Glenn Reynolds links to Showstoppers, a Weekly Standard article by Richard Schultz, which describes the different ways which members of the Clinton and Bush administrations found to avoid using Special Operations Forces against Islamic terrorism, even when they had manifestly become a threat. The State Department led the effort to classify terrorism as a crime, not an act of war. Others believed that terrorism simply had to be endured, a chronic blood-price that had to be paid for the leadership of the world. Then there were brass who feared embarking on any action that would lead to American casualties, who saw their careers ended by a new "Blackhawk Down" incident. Defense Department lawyers actually argued that Title 10 of the US Code actually prohibited the use of the SOF against shadowy terrorist targets, arguing that the power was reserved to the Central Intelligence Agency. The institutional mistrust of the special operators by the regular military establishment made some in the brass unwilling to trust them to take the fight to the enemy, fearing they would start something that would drag the whole service in. A few outsiders, some of whom were civilians, attempted to argue, especially after the embassy bombings and the attack on the USS Cole, that something had to be done, only to be faced down by professionals who shoved their campaign ribbons in their faces. Anyway, some argued, the Special Forces as constituted were too complex to use and intelligence was too vague to act upon. And so reliance continued to be placed on rag-tag emigre groups, diplomacy and the odd cruise missile strike to slow the snaking tentacles of Islamic terrorism.

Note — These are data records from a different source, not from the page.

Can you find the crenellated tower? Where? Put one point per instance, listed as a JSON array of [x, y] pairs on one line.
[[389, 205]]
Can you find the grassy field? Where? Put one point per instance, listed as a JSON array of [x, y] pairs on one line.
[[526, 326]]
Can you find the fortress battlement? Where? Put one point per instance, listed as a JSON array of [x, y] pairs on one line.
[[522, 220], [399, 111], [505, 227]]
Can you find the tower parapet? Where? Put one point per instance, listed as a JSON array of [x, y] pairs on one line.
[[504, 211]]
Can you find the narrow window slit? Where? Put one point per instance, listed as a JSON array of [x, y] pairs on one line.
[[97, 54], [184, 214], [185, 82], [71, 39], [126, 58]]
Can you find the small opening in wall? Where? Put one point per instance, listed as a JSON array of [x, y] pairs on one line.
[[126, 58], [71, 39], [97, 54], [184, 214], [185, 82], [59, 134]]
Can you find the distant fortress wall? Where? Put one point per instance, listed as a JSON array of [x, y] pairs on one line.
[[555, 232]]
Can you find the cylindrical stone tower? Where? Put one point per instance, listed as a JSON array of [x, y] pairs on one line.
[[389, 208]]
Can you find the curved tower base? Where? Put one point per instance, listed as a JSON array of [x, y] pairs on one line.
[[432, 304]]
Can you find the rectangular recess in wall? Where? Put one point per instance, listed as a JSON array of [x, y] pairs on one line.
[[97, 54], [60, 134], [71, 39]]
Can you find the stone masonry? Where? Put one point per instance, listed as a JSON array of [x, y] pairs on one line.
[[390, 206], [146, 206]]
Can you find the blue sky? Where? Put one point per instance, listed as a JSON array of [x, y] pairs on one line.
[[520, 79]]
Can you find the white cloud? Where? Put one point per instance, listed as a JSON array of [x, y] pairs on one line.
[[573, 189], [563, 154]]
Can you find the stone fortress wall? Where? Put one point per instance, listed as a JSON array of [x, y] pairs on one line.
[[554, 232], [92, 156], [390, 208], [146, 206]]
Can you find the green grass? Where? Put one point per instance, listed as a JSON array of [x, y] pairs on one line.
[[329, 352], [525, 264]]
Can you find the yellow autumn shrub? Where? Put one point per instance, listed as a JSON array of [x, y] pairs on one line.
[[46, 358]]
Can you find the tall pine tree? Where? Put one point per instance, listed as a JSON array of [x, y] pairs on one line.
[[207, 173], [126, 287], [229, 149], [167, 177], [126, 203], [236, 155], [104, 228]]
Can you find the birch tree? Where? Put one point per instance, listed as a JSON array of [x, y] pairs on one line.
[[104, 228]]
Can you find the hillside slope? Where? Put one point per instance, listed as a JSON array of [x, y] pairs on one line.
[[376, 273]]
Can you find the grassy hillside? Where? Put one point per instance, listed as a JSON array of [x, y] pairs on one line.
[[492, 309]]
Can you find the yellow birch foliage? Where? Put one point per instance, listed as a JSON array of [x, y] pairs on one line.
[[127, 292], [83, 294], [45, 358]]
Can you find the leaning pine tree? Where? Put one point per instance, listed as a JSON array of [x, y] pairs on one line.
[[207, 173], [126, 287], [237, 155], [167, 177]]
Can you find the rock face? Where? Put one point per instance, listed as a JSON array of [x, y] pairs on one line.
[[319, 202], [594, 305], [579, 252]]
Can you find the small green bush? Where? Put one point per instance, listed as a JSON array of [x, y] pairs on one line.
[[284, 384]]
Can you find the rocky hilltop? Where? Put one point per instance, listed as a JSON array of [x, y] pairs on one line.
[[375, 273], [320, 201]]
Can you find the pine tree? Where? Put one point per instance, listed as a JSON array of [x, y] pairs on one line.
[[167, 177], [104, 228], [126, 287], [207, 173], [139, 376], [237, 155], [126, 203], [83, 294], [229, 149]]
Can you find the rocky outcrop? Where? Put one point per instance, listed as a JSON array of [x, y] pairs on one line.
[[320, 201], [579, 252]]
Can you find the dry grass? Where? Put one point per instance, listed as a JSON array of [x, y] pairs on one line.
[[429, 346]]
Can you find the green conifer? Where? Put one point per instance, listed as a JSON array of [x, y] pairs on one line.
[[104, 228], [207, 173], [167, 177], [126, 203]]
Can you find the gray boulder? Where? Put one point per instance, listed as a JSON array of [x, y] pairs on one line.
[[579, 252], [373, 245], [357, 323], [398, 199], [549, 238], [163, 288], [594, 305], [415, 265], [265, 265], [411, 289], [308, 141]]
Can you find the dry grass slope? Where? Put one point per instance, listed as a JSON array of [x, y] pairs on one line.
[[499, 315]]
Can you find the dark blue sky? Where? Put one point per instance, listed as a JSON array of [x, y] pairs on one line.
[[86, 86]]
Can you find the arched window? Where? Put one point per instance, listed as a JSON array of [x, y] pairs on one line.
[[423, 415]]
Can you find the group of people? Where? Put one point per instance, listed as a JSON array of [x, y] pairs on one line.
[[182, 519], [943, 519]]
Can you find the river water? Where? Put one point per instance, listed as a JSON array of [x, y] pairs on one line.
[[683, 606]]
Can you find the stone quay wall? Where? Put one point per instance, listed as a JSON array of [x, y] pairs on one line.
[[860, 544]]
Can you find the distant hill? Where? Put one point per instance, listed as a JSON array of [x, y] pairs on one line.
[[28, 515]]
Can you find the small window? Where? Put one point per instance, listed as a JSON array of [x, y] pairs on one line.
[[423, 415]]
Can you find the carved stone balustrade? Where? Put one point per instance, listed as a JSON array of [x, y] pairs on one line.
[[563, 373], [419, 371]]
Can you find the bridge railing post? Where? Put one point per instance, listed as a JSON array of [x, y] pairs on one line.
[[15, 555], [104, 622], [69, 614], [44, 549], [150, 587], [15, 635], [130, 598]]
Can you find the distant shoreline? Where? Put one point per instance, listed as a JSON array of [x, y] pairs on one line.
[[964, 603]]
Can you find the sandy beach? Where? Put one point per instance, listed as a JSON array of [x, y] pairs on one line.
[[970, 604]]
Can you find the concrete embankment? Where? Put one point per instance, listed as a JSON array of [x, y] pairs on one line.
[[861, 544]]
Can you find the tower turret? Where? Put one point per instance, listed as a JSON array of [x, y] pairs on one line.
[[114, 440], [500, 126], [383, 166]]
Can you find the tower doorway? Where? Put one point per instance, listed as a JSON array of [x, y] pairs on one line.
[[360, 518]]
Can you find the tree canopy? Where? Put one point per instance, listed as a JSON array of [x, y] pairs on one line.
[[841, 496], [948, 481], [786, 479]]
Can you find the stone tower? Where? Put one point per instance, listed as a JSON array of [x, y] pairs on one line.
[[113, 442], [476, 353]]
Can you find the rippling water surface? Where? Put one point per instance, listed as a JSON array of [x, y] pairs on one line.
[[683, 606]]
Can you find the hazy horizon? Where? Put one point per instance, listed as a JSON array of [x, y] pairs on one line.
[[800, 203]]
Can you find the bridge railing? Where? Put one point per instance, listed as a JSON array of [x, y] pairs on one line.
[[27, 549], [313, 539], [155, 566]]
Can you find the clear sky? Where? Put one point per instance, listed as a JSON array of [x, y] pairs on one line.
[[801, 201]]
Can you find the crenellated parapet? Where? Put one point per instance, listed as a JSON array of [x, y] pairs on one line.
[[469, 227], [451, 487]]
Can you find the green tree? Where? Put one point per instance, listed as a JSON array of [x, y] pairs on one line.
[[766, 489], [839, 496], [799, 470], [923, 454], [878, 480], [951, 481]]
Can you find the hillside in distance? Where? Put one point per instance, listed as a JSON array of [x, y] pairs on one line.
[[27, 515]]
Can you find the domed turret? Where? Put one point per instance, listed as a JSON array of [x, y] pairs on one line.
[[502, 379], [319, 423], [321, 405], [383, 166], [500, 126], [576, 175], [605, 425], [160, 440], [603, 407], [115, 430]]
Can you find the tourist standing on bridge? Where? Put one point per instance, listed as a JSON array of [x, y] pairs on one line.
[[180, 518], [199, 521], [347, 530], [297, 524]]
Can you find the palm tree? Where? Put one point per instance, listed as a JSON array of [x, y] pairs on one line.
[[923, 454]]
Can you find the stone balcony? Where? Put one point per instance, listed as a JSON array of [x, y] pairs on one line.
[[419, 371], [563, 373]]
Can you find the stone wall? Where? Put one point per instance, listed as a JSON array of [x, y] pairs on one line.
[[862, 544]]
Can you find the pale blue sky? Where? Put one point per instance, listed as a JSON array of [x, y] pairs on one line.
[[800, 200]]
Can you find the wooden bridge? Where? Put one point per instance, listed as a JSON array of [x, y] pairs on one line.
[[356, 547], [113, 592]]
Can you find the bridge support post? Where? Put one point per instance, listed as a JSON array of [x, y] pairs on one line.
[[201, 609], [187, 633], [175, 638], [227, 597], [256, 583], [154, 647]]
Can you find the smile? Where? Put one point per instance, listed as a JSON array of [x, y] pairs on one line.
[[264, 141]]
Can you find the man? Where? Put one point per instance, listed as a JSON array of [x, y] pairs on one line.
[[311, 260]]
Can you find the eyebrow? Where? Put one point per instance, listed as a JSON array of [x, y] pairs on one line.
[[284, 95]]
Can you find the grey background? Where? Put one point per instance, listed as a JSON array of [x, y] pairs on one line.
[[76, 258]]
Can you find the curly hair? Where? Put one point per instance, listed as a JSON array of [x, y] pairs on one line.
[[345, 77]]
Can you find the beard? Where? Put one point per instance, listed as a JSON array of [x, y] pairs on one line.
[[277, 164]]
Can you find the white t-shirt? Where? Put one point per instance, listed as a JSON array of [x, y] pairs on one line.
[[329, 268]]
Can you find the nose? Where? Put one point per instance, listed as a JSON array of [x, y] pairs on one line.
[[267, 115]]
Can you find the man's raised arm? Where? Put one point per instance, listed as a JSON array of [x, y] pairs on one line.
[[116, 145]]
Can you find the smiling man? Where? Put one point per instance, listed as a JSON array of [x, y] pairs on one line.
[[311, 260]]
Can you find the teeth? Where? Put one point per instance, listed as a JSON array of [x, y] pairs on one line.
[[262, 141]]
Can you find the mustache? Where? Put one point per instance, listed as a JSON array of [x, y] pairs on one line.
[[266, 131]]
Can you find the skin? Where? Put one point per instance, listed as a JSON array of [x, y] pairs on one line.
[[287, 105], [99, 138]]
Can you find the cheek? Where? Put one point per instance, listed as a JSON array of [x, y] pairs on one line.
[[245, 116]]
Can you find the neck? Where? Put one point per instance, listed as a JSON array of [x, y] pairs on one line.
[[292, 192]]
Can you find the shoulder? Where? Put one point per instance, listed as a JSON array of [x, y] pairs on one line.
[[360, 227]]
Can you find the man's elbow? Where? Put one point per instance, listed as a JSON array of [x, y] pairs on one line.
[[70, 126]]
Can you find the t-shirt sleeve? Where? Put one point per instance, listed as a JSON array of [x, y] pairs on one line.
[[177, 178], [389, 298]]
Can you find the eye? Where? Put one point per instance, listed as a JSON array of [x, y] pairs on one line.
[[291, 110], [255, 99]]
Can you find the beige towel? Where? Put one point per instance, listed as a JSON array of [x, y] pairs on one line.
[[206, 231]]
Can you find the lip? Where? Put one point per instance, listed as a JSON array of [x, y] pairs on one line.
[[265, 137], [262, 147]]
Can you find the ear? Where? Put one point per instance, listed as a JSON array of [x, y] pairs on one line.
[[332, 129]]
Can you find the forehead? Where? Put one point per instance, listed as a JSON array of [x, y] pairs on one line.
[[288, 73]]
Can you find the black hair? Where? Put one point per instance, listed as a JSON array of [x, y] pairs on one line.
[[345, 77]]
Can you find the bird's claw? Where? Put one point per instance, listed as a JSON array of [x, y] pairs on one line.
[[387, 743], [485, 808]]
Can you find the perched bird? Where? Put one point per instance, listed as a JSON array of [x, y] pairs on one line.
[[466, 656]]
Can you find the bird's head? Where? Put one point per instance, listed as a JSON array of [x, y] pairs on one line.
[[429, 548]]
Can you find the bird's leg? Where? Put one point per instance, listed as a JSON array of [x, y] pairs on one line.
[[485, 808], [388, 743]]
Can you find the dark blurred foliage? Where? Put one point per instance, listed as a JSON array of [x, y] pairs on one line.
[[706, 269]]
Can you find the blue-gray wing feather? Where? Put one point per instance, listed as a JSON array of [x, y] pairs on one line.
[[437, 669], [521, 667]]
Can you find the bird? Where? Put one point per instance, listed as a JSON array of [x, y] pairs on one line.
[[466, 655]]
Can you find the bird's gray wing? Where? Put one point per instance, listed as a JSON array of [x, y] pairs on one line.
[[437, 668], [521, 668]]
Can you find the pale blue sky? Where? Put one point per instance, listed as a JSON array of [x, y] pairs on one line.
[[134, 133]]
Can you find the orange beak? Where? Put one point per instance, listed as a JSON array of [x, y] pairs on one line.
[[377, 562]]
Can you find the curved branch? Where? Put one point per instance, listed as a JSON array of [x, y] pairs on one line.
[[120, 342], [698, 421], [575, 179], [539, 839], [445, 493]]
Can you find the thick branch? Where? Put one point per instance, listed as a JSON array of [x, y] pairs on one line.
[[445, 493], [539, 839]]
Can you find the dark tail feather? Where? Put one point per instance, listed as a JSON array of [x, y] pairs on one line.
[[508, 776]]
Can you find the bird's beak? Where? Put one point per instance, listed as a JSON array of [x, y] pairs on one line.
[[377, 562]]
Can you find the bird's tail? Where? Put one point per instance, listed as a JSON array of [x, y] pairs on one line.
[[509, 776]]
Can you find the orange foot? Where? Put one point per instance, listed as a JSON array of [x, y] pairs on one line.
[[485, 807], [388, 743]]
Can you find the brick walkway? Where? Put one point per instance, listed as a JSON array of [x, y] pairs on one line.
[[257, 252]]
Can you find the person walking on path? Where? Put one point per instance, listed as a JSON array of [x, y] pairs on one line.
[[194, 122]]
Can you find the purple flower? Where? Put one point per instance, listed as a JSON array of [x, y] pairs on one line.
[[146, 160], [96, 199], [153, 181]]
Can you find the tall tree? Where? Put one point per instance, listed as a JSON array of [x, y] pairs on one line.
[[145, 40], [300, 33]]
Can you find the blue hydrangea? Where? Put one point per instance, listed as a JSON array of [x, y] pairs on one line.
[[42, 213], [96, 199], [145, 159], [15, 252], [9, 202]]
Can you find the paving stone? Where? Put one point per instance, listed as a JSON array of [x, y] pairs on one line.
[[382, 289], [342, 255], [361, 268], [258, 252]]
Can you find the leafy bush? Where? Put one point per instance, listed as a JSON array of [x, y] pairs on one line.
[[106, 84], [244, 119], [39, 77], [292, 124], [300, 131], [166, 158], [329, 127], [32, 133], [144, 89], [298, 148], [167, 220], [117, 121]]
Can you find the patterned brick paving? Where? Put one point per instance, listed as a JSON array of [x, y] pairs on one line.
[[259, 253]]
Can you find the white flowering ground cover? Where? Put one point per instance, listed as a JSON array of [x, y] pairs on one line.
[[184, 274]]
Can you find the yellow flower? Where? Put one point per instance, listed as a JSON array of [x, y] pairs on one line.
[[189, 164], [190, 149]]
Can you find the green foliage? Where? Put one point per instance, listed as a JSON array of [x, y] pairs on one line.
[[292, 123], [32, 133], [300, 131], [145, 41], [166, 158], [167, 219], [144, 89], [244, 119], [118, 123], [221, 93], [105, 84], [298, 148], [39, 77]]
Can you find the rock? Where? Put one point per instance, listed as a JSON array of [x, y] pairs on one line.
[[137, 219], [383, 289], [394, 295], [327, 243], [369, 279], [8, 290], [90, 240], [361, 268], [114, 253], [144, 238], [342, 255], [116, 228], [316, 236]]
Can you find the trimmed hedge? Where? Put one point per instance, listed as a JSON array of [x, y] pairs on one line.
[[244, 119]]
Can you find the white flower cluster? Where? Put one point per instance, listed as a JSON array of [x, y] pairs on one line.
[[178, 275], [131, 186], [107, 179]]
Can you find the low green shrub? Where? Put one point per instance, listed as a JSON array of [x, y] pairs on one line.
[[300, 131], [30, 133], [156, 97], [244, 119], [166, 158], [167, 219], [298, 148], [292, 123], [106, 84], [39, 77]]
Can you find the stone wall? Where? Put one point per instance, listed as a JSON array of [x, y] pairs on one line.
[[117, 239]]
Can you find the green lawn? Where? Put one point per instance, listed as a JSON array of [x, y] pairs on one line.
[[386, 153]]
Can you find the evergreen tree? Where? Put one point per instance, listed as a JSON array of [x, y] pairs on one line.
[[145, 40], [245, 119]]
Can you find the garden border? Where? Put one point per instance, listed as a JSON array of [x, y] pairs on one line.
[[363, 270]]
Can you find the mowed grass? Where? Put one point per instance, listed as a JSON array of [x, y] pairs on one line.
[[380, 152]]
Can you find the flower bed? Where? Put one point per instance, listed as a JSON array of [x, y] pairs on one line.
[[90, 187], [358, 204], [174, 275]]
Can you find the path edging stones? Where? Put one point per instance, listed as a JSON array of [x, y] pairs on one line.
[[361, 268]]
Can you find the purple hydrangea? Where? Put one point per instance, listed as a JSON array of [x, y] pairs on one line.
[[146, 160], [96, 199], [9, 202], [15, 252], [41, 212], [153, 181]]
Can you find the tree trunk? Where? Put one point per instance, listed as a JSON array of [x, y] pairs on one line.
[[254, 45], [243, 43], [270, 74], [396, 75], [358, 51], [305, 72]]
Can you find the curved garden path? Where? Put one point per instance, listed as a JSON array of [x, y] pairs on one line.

Schultz's article is both less and more important than it seems. Less, because it refers to restrictions on one mode of combat -- the special operations forces -- who are by no means the only mode of combat. But it is more important than might appear at first glance, because the restrictions on the special operators illustrate the general restraints which still confine every aspect of the nation's capacity to defeat the enemy. Whether it is the need to mollify the United Nations, to avoid offending certain religious groups, to avoid economic shock, to win elections or the need to avoid giving a hostile media a story on which to hang a hook; a variety of showstoppers continue to form the labyrinth through which Americans must wend their way to victory -- if its achievement has not been declared unacceptably insensitive.